One of 1500 copies published in 1937, the book featured black-and-white illustrations of Bilbo Baggins and his motley gang of dwarves drawn by Tolkien. 

The proceeds of this rare find went straight back to the charity to fund life-saving cancer research. 


2. The ‘ugly’ lamp worth $15,000 

A woman in the US who found a lamp not far from her home discovered it was worth thousands when she appeared on the American version of the Antiques Roadshow sometime later. 

The lamp, which she described as ‘ugly’, turned out to be an original Louis Comfort Tiffany lamp with a damascene blown-glass shade in a rare caramel colour. 

The show’s antiques expert warned her that the base would only be worth between $500 and $1000 without the shade, while with the shade, it would be worth between $10,000 and $15,000.  

The woman found the antique lamp beside a sign saying ‘free’ outside her neighbour's house. 


3. 50p wine glass worth thousands

In the UK now, and a 50p wine glass that turned out to be worth thousands. 

Antiques expert Andy McConnell appraised the glass on the BBC’s Antiques Roadshow. He determined this was an incredibly rare ‘heavy baluster’ glass made with lead crystal. 

The owner of the 300-year-old glass was astounded when McConnell revealed it was worth around £2000. She described how her father had bought the glass from a market stall and paid more than the asking price of 10p because he liked it so much.  


4. ‘Battered’ Harry Potter first-edition 

A first-edition copy of Harry Potter and the Philosopher’s Stone sold for thousands at auction despite being drawn on by a child in their attempt to add to the illustrations of the boy wizard. 

The hardback – one of 500 copies printed in 1997– was bought for 50p from a charity shop in Manchester.

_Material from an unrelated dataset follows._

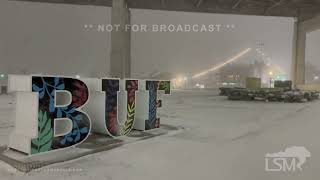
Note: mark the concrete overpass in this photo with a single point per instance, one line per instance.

The felt-tip doodles throughout the book didn’t put off the anonymous bidder from the US, who paid £15,000 online for it. 

Not a bad return on investment for a 50p book! 


5. Constable painting bought in ‘job lot’

Imagine buying a painting in a £30 ‘job lot’ and finding out later that it’s an original painting by a renowned artist. That’s the situation one man found himself in after his father gifted him a small landscape painting he had bought years earlier. 

When he appeared later on the US antiques TV show Treasure Detectives, he discovered that the painting by British landscape painter John Constable was worth £250,000.